$\frac{dA}{dt} = mgA$ where m and g are constant. $A(0)=A_0$ what is $A(t)$?
$$\frac{dA}{dt} = mgA$$ $$\int dA = \int mgA_0 dt$$ $$A(t) = A_0mgt + C$$
This is what I have tried, but according to the answer key, my answer is wrong. The answer should be $A(t) = A_0e^{mgt}$ I'm not sure how to get this.
On
The problem is that you are wrong in the integral.
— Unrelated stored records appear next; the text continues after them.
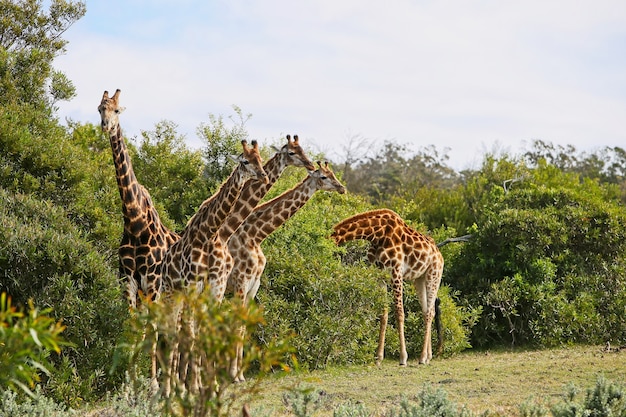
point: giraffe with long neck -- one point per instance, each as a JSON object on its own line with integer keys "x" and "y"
{"x": 245, "y": 244}
{"x": 186, "y": 263}
{"x": 410, "y": 256}
{"x": 291, "y": 154}
{"x": 145, "y": 239}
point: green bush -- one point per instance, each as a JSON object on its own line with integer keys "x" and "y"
{"x": 26, "y": 340}
{"x": 47, "y": 259}
{"x": 546, "y": 263}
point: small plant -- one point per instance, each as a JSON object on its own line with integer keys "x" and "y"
{"x": 303, "y": 401}
{"x": 604, "y": 399}
{"x": 26, "y": 340}
{"x": 351, "y": 409}
{"x": 430, "y": 403}
{"x": 37, "y": 405}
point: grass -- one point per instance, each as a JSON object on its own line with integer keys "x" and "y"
{"x": 494, "y": 381}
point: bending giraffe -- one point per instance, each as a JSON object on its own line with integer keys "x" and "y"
{"x": 245, "y": 244}
{"x": 145, "y": 239}
{"x": 410, "y": 256}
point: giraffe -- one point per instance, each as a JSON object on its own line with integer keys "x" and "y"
{"x": 245, "y": 244}
{"x": 411, "y": 256}
{"x": 145, "y": 239}
{"x": 291, "y": 154}
{"x": 186, "y": 261}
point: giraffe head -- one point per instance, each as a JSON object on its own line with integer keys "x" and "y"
{"x": 325, "y": 179}
{"x": 110, "y": 110}
{"x": 251, "y": 163}
{"x": 294, "y": 154}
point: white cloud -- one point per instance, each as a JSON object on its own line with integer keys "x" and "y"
{"x": 456, "y": 74}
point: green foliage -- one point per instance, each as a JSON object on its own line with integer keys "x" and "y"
{"x": 210, "y": 335}
{"x": 333, "y": 308}
{"x": 46, "y": 258}
{"x": 221, "y": 141}
{"x": 604, "y": 399}
{"x": 39, "y": 405}
{"x": 546, "y": 260}
{"x": 171, "y": 172}
{"x": 25, "y": 342}
{"x": 394, "y": 172}
{"x": 430, "y": 403}
{"x": 303, "y": 401}
{"x": 38, "y": 157}
{"x": 30, "y": 40}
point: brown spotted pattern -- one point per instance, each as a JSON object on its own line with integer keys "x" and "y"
{"x": 220, "y": 259}
{"x": 409, "y": 255}
{"x": 145, "y": 239}
{"x": 245, "y": 244}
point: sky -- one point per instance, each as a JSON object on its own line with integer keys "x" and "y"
{"x": 468, "y": 77}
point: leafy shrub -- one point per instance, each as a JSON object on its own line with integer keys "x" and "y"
{"x": 193, "y": 328}
{"x": 46, "y": 258}
{"x": 606, "y": 398}
{"x": 430, "y": 403}
{"x": 25, "y": 343}
{"x": 39, "y": 405}
{"x": 546, "y": 262}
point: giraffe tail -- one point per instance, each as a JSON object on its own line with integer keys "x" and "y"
{"x": 438, "y": 326}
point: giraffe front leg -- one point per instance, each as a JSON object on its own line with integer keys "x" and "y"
{"x": 427, "y": 350}
{"x": 380, "y": 352}
{"x": 384, "y": 316}
{"x": 397, "y": 295}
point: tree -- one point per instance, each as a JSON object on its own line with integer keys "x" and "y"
{"x": 546, "y": 262}
{"x": 222, "y": 141}
{"x": 171, "y": 172}
{"x": 30, "y": 40}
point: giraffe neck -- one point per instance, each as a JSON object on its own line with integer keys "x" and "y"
{"x": 251, "y": 193}
{"x": 372, "y": 229}
{"x": 213, "y": 211}
{"x": 268, "y": 217}
{"x": 131, "y": 192}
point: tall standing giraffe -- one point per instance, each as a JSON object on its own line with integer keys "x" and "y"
{"x": 410, "y": 256}
{"x": 245, "y": 244}
{"x": 145, "y": 239}
{"x": 291, "y": 154}
{"x": 187, "y": 261}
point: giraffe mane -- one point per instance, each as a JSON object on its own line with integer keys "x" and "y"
{"x": 367, "y": 214}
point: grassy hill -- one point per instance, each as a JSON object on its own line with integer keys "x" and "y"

$\frac{dA}{dt}=mgA \Rightarrow \frac{dA}{A}=mgdt \Rightarrow$ $\int_{A_{0}}^{A(t)} \frac{dA}{A} $= $\int_{0}^{t} mg dt \Rightarrow \log(A(t))-\log(A_{0})=mgt\Rightarrow \log(\frac{A(t)}{A_{0}})=mgt$ $\Rightarrow \frac{A(t)}{A_{0}}=e^{mgt} \Rightarrow A(t)=A_{0}e^{mgt}$
Hint:
$$\frac{dA}{dt}=mgA$$
$$\frac{dA}{A}=mg\cdot dt$$
Then you may apply integration on both sides to obtain:
$$\ln |A|=mgt+C$$